International Clinical Trials Day

The Children’s Cancer Foundation joins the medical community in marking International Clinical Trials Day on Friday, 20 May, a celebration of the advancements achieved through clinical trials.

Over recent years, the Foundation has provided around $1.8 million in support of clinical trials, including a current commitment to funding three clinical trials staff at The Royal Children’s Hospital and Monash Children’s Hospital. Clinical trials supported by the Foundation aim to develop new and kinder treatments for children with cancer.

A clinical trial, considered by hospitals as ‘research‘, is the first opportunity for a child to be treated with a new cancer drug. Clinical trials are divided into four phases, each meant to further assess the safety, optimal dose and effectiveness of the drug or treatment regimen. The Foundation funds staff resourcing for the early phase or ‘research’ clinical trials.
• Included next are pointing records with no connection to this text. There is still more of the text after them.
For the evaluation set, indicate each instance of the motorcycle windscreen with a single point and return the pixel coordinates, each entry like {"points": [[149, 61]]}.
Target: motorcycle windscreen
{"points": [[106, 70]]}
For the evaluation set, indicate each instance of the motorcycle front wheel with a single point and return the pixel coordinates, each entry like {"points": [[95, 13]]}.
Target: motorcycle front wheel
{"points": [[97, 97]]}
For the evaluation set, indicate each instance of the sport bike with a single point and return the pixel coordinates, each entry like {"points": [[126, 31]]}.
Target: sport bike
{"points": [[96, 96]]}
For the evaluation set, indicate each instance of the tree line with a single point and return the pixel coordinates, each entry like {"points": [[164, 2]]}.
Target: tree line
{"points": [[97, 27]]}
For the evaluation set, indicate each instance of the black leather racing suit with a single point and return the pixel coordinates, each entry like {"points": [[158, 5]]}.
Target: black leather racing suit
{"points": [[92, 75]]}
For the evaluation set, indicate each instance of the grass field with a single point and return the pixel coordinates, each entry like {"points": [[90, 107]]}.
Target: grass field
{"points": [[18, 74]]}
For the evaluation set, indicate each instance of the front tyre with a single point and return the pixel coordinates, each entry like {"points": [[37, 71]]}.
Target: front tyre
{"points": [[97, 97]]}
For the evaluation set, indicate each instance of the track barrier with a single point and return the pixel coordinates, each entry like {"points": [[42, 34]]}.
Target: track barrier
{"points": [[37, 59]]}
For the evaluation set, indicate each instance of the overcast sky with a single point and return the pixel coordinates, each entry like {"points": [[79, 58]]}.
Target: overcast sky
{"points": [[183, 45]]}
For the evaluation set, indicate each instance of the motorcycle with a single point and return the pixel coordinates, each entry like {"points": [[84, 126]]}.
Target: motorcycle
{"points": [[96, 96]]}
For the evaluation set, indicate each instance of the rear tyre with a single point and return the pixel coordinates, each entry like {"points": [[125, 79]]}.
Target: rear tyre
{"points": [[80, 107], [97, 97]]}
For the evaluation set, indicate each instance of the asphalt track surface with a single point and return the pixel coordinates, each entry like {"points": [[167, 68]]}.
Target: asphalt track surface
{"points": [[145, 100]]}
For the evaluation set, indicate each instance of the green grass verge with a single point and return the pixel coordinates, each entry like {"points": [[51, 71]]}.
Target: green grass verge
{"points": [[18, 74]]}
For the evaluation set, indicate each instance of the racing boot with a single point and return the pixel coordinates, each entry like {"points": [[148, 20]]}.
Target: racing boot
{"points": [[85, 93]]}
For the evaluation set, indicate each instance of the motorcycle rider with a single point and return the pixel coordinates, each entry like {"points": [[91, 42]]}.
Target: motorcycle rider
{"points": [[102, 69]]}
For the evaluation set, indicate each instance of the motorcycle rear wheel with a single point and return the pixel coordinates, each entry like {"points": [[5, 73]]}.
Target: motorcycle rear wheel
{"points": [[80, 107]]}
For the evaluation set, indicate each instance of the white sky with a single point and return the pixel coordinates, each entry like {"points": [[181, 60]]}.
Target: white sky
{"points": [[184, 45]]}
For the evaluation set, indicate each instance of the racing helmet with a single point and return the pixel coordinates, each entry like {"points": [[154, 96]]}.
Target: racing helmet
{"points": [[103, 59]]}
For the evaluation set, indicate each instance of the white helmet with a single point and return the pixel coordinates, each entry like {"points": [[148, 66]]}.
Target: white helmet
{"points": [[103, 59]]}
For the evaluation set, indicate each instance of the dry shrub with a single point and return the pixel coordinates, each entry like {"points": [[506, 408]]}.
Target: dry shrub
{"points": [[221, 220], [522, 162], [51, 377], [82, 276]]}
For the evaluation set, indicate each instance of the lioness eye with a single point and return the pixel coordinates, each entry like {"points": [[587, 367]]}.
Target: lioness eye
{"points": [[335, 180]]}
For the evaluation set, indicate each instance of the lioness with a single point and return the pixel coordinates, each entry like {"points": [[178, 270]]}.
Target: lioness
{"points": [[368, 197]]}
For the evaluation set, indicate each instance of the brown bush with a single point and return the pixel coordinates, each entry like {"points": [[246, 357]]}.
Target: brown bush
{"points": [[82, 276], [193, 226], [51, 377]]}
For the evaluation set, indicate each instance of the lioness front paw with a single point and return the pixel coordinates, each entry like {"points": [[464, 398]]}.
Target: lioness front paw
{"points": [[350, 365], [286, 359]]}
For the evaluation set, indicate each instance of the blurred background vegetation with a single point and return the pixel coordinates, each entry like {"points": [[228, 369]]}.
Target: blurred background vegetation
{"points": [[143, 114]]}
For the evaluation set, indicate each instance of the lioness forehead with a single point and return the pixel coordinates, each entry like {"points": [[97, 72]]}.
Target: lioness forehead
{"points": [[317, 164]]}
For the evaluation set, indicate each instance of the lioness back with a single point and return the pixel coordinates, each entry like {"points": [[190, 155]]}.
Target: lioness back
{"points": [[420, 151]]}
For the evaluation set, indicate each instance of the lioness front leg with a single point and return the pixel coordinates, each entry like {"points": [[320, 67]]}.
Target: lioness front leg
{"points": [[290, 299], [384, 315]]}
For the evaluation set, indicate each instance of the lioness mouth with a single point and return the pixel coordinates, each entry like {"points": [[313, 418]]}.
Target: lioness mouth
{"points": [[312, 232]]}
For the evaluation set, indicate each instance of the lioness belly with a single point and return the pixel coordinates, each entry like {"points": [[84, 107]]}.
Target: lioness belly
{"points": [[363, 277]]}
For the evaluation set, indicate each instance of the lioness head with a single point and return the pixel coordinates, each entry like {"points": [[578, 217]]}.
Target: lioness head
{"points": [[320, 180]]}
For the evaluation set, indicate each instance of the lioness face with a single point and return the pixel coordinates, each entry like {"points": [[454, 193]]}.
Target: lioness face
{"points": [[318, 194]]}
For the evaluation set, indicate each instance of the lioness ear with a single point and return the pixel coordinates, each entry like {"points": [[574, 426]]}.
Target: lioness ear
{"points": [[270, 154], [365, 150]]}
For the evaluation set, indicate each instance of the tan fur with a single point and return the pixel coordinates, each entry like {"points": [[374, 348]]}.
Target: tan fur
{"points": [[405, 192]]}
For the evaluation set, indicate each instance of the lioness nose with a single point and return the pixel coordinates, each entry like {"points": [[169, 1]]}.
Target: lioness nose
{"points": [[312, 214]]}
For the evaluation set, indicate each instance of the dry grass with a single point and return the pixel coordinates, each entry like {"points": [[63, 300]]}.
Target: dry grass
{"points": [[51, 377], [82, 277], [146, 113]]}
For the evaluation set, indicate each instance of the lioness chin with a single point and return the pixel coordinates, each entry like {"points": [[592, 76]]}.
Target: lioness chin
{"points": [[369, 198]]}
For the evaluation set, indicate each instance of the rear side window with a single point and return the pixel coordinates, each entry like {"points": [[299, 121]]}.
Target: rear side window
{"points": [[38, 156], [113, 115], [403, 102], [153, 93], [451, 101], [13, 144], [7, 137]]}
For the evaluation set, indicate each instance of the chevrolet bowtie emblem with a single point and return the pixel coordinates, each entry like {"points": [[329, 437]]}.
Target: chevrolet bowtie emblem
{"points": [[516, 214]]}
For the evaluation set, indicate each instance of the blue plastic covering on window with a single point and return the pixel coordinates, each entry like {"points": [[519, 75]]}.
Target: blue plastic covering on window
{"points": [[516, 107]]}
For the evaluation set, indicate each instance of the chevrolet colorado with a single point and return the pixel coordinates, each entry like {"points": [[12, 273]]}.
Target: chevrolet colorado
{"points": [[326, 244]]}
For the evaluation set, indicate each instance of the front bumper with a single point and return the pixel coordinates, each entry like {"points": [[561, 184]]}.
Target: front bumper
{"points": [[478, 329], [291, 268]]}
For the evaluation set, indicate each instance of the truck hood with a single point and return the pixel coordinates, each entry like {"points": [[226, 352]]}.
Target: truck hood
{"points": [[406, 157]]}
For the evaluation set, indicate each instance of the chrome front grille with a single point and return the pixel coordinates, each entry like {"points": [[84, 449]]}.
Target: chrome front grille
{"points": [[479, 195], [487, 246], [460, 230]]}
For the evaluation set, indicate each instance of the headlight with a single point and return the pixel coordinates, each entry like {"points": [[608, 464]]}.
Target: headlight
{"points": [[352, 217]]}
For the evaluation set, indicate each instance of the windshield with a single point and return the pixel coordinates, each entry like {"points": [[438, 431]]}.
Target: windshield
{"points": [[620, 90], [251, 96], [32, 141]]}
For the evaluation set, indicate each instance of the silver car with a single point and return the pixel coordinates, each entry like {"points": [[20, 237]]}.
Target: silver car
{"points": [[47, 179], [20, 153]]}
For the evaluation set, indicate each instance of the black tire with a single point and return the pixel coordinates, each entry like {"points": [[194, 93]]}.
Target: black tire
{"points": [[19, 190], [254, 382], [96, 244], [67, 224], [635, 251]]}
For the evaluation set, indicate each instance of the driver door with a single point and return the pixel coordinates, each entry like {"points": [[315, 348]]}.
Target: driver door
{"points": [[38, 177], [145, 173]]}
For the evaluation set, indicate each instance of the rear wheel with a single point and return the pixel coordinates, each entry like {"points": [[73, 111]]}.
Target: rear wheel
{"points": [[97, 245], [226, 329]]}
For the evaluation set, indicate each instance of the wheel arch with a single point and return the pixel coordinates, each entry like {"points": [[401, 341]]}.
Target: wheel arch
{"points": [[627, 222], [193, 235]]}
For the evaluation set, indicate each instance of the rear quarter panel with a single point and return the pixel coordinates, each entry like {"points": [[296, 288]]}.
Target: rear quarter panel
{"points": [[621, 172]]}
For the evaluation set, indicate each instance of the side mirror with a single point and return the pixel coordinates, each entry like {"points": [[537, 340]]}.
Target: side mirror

These trials may involve the addition of a new medication or medications, variation in the doses or a different schedule for giving a medication. Early phase trials are particularly important for children with poor prognosis cancer or those who have failed with standard treatment.
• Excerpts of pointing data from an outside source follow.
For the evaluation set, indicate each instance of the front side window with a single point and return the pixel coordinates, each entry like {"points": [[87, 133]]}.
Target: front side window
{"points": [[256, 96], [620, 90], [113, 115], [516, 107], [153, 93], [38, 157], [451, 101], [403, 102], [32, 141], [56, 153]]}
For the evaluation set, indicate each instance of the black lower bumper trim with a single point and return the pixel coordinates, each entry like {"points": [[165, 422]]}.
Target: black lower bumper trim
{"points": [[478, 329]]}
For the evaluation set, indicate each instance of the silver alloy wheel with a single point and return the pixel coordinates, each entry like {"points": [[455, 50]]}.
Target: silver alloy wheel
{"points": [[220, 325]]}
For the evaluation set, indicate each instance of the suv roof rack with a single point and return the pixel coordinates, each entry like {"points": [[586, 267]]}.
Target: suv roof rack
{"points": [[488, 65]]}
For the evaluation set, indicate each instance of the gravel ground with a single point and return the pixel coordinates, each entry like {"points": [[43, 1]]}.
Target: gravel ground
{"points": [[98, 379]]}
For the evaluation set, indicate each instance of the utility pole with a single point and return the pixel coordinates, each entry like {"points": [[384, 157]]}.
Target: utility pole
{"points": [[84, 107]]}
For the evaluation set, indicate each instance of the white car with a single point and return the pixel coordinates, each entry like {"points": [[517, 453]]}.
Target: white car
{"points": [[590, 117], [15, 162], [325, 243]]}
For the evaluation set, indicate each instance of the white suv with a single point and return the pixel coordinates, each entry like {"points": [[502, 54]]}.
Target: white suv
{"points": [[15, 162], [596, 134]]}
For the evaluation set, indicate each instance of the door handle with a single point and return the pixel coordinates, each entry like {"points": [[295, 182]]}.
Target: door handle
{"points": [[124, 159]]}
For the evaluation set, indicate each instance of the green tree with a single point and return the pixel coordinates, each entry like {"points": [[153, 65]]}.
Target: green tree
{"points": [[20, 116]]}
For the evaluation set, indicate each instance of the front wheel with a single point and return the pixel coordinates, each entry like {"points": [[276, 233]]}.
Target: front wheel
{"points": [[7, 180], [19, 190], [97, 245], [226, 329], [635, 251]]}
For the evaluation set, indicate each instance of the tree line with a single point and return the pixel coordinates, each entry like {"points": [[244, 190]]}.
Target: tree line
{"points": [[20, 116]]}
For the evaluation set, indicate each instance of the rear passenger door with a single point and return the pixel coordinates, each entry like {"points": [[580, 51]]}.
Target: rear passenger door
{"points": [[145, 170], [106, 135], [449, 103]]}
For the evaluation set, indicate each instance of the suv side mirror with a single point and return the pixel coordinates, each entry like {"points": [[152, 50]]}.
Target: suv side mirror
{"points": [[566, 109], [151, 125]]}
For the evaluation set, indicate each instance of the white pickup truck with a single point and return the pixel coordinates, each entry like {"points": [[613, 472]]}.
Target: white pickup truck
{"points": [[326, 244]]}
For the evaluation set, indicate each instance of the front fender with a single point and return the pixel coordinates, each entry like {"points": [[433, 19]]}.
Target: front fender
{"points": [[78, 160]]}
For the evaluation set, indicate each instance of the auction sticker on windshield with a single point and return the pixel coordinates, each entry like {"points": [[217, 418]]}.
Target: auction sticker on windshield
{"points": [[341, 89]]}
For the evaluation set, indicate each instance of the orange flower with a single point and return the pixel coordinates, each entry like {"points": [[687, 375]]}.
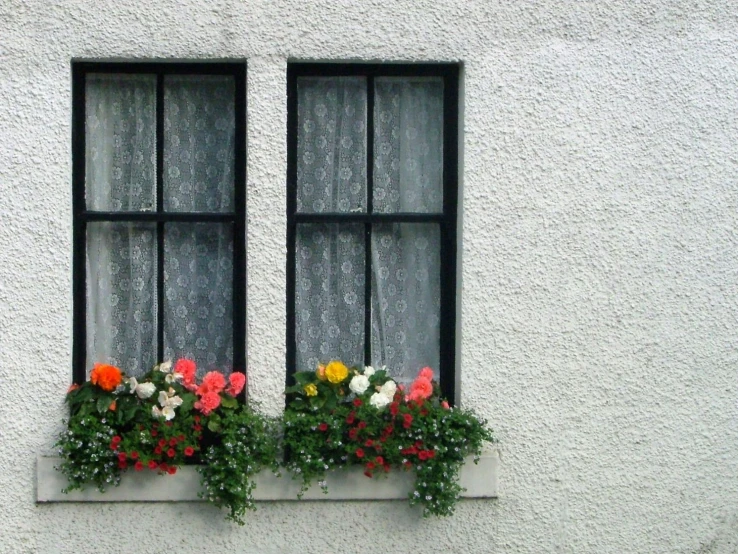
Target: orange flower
{"points": [[105, 376]]}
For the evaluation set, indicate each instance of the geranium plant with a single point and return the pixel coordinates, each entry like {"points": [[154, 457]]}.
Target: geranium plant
{"points": [[338, 417], [161, 421]]}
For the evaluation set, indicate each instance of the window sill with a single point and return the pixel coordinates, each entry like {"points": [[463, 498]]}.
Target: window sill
{"points": [[480, 480]]}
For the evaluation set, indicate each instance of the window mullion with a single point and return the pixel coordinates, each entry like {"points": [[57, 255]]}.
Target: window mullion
{"points": [[368, 225], [160, 209]]}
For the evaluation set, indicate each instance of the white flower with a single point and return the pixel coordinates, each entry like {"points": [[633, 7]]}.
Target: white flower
{"points": [[379, 400], [389, 389], [145, 390], [359, 384]]}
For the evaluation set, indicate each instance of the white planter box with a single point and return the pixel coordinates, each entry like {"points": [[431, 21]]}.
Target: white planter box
{"points": [[480, 480]]}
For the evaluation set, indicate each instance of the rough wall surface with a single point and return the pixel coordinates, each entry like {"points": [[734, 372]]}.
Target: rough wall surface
{"points": [[599, 252]]}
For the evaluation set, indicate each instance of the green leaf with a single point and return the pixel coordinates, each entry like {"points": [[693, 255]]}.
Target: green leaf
{"points": [[103, 403], [228, 402]]}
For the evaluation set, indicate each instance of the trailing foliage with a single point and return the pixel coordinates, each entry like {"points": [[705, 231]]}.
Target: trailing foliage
{"points": [[338, 417]]}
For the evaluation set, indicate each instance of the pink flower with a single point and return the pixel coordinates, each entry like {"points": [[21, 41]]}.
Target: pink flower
{"points": [[426, 373], [188, 370], [237, 381], [212, 382], [208, 402], [421, 389]]}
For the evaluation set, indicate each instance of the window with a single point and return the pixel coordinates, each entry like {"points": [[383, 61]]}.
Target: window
{"points": [[371, 209], [159, 214]]}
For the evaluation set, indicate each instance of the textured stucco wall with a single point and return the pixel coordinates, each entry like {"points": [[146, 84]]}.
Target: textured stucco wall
{"points": [[599, 251]]}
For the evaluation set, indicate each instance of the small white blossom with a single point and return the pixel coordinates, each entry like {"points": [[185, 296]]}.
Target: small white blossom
{"points": [[359, 384], [379, 400]]}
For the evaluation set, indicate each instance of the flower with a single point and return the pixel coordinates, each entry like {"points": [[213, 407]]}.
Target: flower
{"points": [[237, 381], [359, 384], [388, 389], [212, 382], [188, 370], [336, 372], [143, 390], [426, 373], [105, 376], [379, 400], [421, 389], [208, 402]]}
When a new treatment is being studied, it is not usually known whether it will be helpful, harmful, or no different than available alternatives. However clinical trials have resulted in outstanding results: for example, clinical trials have increased the 5-year survival rate of children with acute lymphoblastic leukaemia to around 90%. New targeted therapies, including immunotherapies, are bringing extraordinary results. We eagerly await the outcomes from the CAR T cell trial currently underway at The Royal Children’s Hospital with funding support from the Foundation.

In marking this special day, Children’s Cancer Foundation gives thanks to clinical research professionals, regulatory agencies and our supporters for ensuring that more and more patients have access to new treatments for their disease, benefitting children now and in the future.